Na pomysł wyprawy wpadł Jarosław Korniewski.
Plan, żeby objechać Polskę na rowerze, chodził mi po głowie od dawna, bo dużo jeżdżę, ale wiadomo jak to jest: nigdy nie ma czasu na takie długie wyprawy. Dzięki pomysłowi, żeby zrobić to etapami, wszystko stało się bardziej realne, ale znów: nie bardzo było kiedy. Jesienią zeszłego roku powiedziałem sobie w końcu „Lata lecą, więc trzeba się za to zabrać, bo skończy się na gadaniu”.Jarosław Korniewski
Zaproponował udział Jackowi B. Myszkowskiemu, a on zgodził się natychmiast i bez wahania.
Byli nawet w Szczebrzeszynie
Jarosław Korniewski, kierownik działu zakupów w hurtowni metalowej, i Jacek B. Myszkowski, przewodnik, wystartowali 13 kwietnia o godz. 9.15. Kiedy skończą swoją kilkunastoetapową wyprawę? To się okaże, nie zaznaczyli w kalendarzu żadnej konkretnej daty.
Etap 1.: Wrocław – Głogów (141 km). Wyruszyli z Maślic w towarzystwie znajomych rowerzystów, którzy ich kawałek odprowadzili, przenocowali u znajomego w Lubinie, a nazajutrz, po pokonaniu pozostałego fragmentu trasy, zapakowali rowery do pociągu i wrócili do domu.
Etap 2.: Głogów – Kostrzyn nad Odrą (ponad 233 km). Wystartowali w Głogowie, bo plan jest taki, żeby kolejny etap zaczynał się tam, gdzie skończył się poprzedni.

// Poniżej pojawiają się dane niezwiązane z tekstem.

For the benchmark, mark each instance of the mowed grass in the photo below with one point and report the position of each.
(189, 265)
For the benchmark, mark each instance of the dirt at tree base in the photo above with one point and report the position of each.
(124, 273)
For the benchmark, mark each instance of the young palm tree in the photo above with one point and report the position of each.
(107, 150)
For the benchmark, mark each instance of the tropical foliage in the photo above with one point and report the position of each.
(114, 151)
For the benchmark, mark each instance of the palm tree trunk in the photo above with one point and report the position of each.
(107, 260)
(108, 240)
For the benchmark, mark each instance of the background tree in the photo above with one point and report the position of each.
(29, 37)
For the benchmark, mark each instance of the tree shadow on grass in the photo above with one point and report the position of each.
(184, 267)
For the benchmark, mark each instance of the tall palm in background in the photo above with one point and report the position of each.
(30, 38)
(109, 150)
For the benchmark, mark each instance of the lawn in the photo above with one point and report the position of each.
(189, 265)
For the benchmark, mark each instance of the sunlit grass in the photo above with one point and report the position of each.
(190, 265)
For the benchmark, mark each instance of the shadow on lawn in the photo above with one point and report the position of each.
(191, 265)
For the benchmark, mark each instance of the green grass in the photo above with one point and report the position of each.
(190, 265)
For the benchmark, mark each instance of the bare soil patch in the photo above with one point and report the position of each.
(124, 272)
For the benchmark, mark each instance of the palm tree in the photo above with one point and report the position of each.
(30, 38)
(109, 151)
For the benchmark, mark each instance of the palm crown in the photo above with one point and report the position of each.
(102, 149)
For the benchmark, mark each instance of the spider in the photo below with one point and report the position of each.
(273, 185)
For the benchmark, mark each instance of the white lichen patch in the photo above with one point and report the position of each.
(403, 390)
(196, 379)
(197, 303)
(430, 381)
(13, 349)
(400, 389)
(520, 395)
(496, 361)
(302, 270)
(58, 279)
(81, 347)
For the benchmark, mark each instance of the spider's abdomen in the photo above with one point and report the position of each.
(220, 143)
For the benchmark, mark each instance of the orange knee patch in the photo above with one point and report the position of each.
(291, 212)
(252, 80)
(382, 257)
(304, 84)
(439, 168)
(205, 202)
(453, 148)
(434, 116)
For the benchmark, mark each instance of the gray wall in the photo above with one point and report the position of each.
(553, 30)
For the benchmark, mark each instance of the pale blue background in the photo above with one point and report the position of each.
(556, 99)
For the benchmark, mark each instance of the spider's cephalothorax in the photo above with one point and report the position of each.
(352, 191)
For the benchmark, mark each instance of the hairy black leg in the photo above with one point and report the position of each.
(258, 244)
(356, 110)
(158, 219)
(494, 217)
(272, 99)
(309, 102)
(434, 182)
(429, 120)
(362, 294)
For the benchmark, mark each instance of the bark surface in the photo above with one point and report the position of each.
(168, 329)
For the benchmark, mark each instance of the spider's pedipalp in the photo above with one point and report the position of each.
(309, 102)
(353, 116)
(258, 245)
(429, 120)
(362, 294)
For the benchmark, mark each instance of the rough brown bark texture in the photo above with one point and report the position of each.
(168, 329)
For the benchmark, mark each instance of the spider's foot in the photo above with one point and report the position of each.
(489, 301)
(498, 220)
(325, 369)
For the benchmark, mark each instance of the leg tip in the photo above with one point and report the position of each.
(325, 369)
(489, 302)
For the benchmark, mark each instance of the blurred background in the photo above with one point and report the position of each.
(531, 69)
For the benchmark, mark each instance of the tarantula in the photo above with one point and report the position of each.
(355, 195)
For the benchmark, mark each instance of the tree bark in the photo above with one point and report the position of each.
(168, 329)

Jarek i Jacek nie trzymają się tej zasady do bólu: tak się złożyło, że jeszcze w kwietniu, tuż po etapie 1. pokonali… etap 8, w województwie lubelskim. Odwiedzili m.in. Szczebrzeszyn, ten sam, w którym chrząszcz brzmi w trzcinie. W trakcie trzydniowej wyprawy przejechali 190 km na trasie Zwierzyniec - Szczebrzeszyn.
Kolejny etap: Świnoujście
We wrześniu chcą jeszcze przejechać Odrzańską Trasą Rowerową Blue Velo z Kostrzyna nad Odrą do Świnoujścia i w ten sposób „zamknąć” zachodnią część Polski. Jeśli się uda, będą mieć na liczniku około 850 km, a za sobą etap 3.

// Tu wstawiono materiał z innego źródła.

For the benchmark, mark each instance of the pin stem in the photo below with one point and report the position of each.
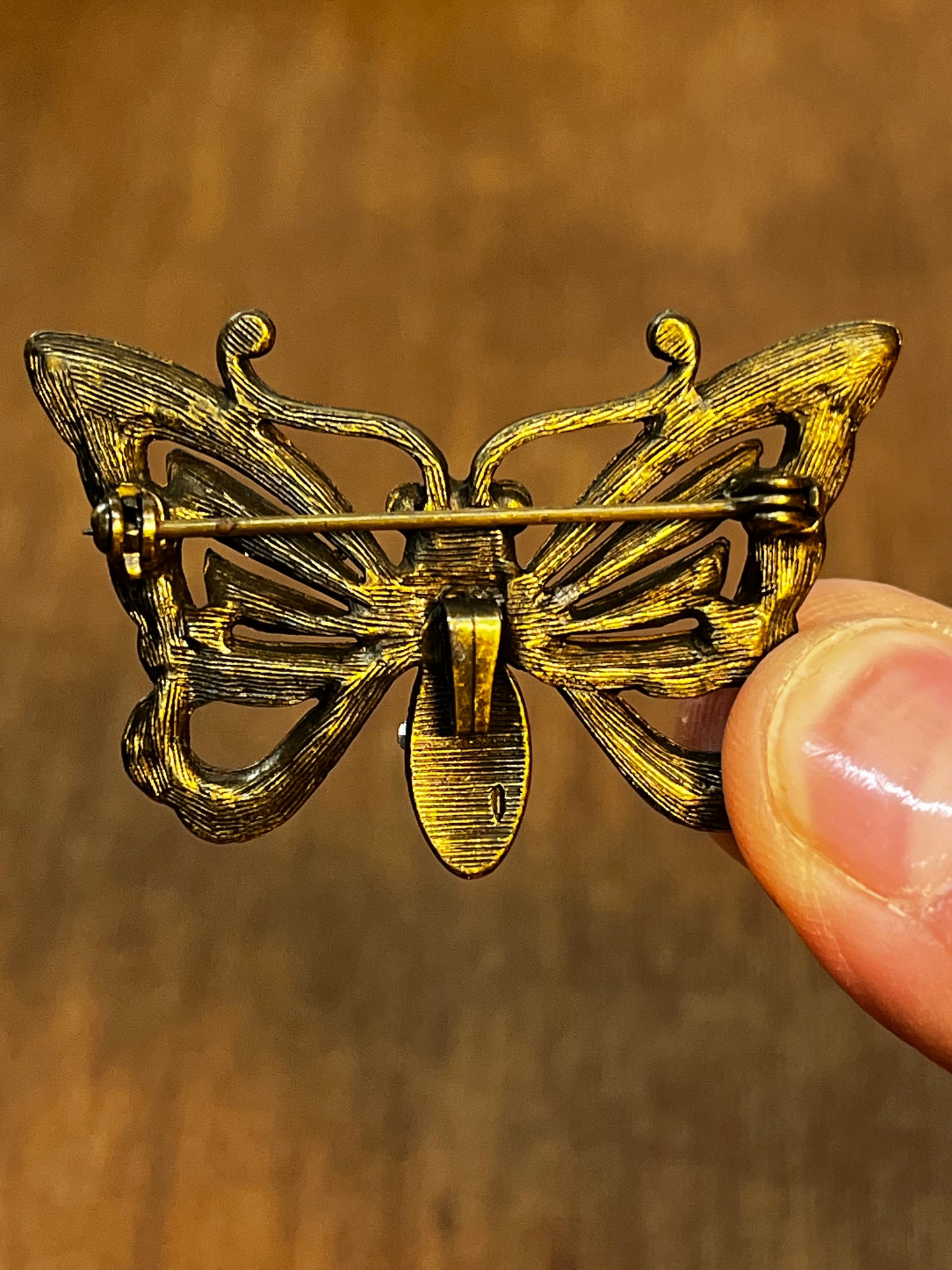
(462, 519)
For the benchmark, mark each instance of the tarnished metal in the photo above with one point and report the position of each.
(625, 596)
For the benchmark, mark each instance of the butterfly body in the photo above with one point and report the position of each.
(600, 611)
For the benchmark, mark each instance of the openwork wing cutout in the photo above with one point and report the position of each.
(109, 403)
(575, 619)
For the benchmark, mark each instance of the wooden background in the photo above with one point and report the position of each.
(320, 1049)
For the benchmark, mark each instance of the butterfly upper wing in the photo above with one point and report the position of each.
(361, 621)
(578, 619)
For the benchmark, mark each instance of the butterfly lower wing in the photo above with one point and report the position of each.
(582, 621)
(350, 625)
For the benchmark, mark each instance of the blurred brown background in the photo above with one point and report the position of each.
(320, 1049)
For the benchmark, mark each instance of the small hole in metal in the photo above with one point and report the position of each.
(497, 800)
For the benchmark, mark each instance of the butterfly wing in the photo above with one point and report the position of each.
(349, 623)
(586, 616)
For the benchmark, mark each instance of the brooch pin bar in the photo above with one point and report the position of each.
(631, 593)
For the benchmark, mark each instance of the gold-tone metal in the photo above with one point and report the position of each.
(474, 629)
(626, 594)
(111, 530)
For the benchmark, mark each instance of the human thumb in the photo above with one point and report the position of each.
(838, 782)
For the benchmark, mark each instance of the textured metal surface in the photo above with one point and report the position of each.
(594, 614)
(320, 1051)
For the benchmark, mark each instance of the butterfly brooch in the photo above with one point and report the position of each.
(629, 593)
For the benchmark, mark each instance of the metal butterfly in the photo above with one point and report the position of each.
(615, 601)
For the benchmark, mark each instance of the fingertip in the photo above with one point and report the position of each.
(838, 780)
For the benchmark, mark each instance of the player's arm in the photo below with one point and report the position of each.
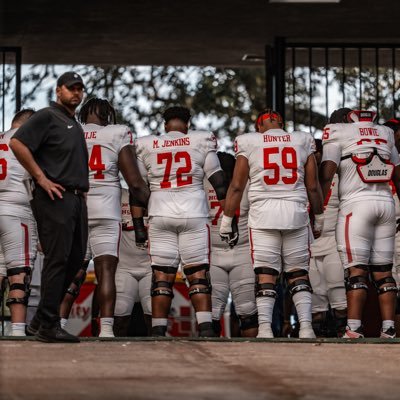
(216, 177)
(330, 161)
(314, 193)
(25, 158)
(128, 165)
(137, 213)
(233, 199)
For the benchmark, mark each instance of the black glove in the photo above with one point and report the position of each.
(140, 233)
(229, 231)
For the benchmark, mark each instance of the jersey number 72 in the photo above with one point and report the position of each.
(169, 159)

– W tym roku to będzie już wszystko, ale w przyszłym wybieramy się nad morze. To będzie etap 4: Świnoujście – Elbląg. Przejazd zajmie nam nie 2 albo 3 dni, ale 7, a może nawet 8 – mówi Jacek B. Myszkowski.

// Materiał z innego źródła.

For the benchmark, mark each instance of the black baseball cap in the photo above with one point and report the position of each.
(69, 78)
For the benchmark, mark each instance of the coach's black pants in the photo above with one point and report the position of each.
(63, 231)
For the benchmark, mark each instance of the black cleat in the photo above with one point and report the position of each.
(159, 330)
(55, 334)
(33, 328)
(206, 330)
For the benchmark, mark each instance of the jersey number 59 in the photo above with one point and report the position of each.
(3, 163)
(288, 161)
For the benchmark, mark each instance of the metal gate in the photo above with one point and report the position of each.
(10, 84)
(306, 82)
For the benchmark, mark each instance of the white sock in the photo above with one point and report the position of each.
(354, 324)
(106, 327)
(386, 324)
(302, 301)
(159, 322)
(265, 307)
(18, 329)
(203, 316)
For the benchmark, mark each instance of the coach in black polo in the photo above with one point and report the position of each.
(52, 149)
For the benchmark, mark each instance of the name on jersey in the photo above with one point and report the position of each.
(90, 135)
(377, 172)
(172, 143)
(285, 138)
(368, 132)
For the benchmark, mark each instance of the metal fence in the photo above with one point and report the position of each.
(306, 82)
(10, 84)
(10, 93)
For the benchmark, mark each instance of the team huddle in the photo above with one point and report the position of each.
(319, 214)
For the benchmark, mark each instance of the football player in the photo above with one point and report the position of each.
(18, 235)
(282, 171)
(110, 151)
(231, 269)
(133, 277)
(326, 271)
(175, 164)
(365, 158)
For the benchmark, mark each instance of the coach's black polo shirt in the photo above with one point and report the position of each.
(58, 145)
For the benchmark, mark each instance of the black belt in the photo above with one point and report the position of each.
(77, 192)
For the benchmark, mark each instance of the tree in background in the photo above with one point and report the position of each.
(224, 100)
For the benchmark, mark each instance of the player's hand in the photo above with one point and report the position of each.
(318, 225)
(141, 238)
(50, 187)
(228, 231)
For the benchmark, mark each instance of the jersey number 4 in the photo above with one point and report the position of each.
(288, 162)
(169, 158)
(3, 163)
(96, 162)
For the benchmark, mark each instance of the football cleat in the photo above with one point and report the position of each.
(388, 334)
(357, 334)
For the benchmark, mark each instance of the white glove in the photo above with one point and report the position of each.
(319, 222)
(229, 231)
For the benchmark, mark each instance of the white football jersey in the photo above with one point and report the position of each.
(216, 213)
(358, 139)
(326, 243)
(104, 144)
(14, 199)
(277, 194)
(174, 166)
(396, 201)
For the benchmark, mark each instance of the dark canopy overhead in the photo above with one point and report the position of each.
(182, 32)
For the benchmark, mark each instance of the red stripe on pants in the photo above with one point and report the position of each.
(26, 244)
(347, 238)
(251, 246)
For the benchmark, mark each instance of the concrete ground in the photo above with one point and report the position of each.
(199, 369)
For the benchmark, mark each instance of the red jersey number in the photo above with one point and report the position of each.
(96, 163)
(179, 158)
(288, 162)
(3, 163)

Żeby odpocząć, trzeba się trochę zmęczyć
Dlaczego pokonują w weekendy długie dystanse, zamiast siedzieć na kanapie i zmieniać kanały w TV?
Obaj uwielbiamy jazdę na rowerze i choć wracamy fizycznie zmęczeni, odpoczywamy przy tym, bo to dla nas wielka frajda. Przy okazji poznajemy fantastyczne miejsca.Jacek B. Myszkowski
Widzieli na przykład dworzec w Kostrzynie nad Odrą z krzyżującymi się, dwupoziomymi toramo (w Polsce są takie tylko dwa), pięknie odrestaurowany rynek w Bytomiu Odrzańskim z rzeźbą Kota w Butach prowadzącego podchmielonego jegomościa czy niesamowitą trasę rowerową wiodącą przez dawny most kolejowy łączący Stany z Bobrownikami.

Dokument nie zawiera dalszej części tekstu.